Apakah ada sistem yang mengatur proses perekrutan karyawan? Sudah adakah sistem yang mengatur proses mutasi, rotasi dan promosi? Apabila sudah tersedia sistemnya, apakah diterapkan? dan sudah berapa lama? lalu apakah sistem tersebut pernah di review serta diintegrasikan?

Sesungguhnya banyak alat atau tools untuk mengukur kinerja, salah satunya adalah Baldrige. Ada seperangkat ukuran penilaian kinerja organisasi yang semula dipakai pemerintah Amerika Serikat (AS) dengan nama Kriteria Keunggulan Kinerja Malcolm Baldrige. Sekarang disebut Baldrige Excellence Framework.

Nama "Baldrige" diberikan sebagai bentuk penghormatan kepada Malcolm Baldrige yang menjabat sebagai Menteri Perdagangan AS periode 1981-1987 yang kala itu berjasa terhadap peningkatan manajemen kualitas di AS.

Tools Baldrige ini kemudian diadopsi oleh Kementerian Badan Usaha Milik Negara (BUMN) menjadi kinerja ekselen dengan nama Kriteria Penilaian Kinerja Unggul (KPKU). Bentuknya adalah rangakaian pertanyaan tentang berbagai aspek fundamental pengelolaan organisasi.

Pertanyaan-pertanyaan tersebut dikelompokkan ke dalam tujuh kategori meliputi kepemimpinan, perencanaan strategis, fokus pada pelanggan, pengukuran, analisis, dan manajemen pengetahuan, fokus pada tenaga kerja, fokus pada operasi dan hasil (result).

Kehadiran kinerja ekselen tidak serta merta menggantikan tools yang lain semisal Balance Scorecard, atau International Organization for Standardization/ISO namun kehadirannnya justru mengintegrasikan tools tersebut.

KPKU ini digadang-gadang sebagai pendekatan yang terstruktur untuk perbaikan kinerja. Selain itu, KPKU dipercaya sebagai yang terdepan dalam menyerap praktik terbaik manajemen yang sudah teruji (validated best management practice).
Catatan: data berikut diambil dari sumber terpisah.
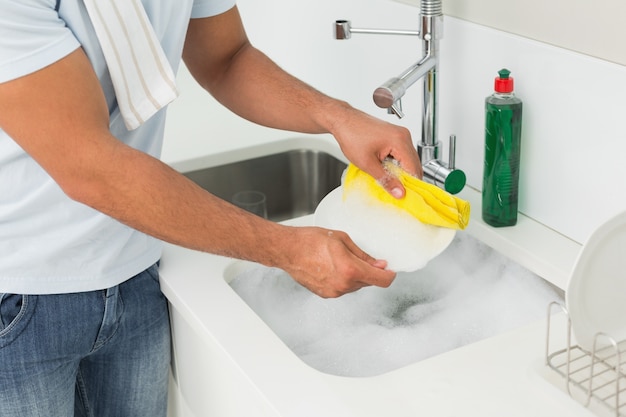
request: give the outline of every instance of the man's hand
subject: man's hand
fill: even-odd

Apabila sudah diperoleh hasil penilaian atas kinerja, apa yang harus dilakukan? Bukankah segala sesuatu tidak boleh berhenti di penilaian, atau angka, namun harus ada tindaklanjut perbaikannya? Ternyata memang proses tidak berhenti sampai disitu, namun penilaian komprehensif lewat asesmen tadi telah mencerminkan hasil yang terukur.

Hasil-hasil yang sifatnya kuantitatif, selain itu juga ada feedback yang tegas, ada panduannya, bahkan asesor telah menuliskan kekurangan perusahaan berdasarkan pada fakta dokumen tertulis, juga saat on site visit, wawancara dan analisis.

Petunjuk terhadap kekurangan tersebut dinamakan Opportunity For Improvement/OFI yang harus ditindaklanjuti menjadi Action for Improvement/AFI.

Memang kadang pelaksanaan asesmen terkesan rumit dan menyita banyak waktu, apalagi melibatkan personel lintas divisi dan direktorat. Mungkin perlu terobosan yang radikal bila perusahaan ingin menerapkan perbaikan sistem untuk mencapai kinerja ekselen.

Upaya-upaya untuk mencapai kinerja ekselen memang terlihat mudah dalam tataran konsep di atas kertas, namun pasti tidak terlalu mudah ketika berhadapan dengan realitas yang kerap kali kejam dan keras.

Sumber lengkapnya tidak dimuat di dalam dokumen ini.